Dairy tip of the month: Detecting mastitis with the California Mastitis Test (CMT)

Detect subclinical mastitis quick and easy this spring in cows and first lactation animals before including their milk in the bulk tank for the first time with the California Mastitis Test (CMT).

This way you can be confident that any problem cows are picked up early, Cellcheck is advising.

Just because there are no clots in the milk, doesn’t always mean there is no infection and while subclinical mastitis infections are very common there will be no visible signs – only a high somatic cell count (SCC).

That’s where the CMT comes in – it’s a quick and easy test that detects an infection by estimating the SCC of the milk.

Milk is mixed with a reagent which then causes the somatic cells to rupture and upon release of the DNA from the cells, it coagulates and forms a sort of slime.

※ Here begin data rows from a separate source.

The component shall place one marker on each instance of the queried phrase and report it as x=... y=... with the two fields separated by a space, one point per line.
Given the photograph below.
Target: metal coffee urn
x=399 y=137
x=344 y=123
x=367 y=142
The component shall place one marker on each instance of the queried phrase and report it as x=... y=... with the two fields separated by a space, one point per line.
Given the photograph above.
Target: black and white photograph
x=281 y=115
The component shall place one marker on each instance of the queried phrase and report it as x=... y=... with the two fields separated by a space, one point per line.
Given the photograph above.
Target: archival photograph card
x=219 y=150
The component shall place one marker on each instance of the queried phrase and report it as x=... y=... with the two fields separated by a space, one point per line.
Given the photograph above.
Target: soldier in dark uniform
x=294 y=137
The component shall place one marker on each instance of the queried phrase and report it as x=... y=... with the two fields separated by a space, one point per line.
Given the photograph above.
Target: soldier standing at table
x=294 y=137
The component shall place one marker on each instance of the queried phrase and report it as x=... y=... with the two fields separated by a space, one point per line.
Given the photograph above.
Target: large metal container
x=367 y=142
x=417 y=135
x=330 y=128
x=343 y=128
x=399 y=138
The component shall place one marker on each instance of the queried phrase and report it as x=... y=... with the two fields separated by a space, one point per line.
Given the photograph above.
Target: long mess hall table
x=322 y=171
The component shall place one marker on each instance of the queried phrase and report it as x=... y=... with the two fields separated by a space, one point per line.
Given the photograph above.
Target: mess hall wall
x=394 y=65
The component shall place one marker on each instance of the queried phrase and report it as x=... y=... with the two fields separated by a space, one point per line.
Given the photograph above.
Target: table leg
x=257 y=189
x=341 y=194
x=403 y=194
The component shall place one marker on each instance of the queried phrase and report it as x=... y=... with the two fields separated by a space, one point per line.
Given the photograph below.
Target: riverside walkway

Cellcheck has said that there are three steps to follow when doing the CMT:

1. After discarding the first three-four squirts of foremilk, collect two-three squirts of milk from each quarter in
each separate well. Holding the paddle almost vertical, allow excess milk to pour out just until the
line becomes visible. This is the correct amount of milk to have in the well.
2. Add an equal amount of reagent to each well. Swirl the paddle gently, mixing for 10 seconds.
3. Look at the consistency of the fluid in each well (not the colour), and record the amount of gel
reaction that occurs within 20 seconds (from none to almost solidified).

CMT kits are available from most co-op retail stores and veterinary clinics and are very inexpensive.

Once you do the test the next question arises is what do the results mean? Here’s what Cellcheck says:

  • Results are generally categorised as follows: negative, trace, one, two, three.
  • This test is subjective i.e. what you score as one, your neighbour might score as a two.
  • Remember-the important thing is that any positive reaction (one, two or three) indicates a high SCC in that quarter.
  • To become accurate and consistent, practice on cows with a known high SCC.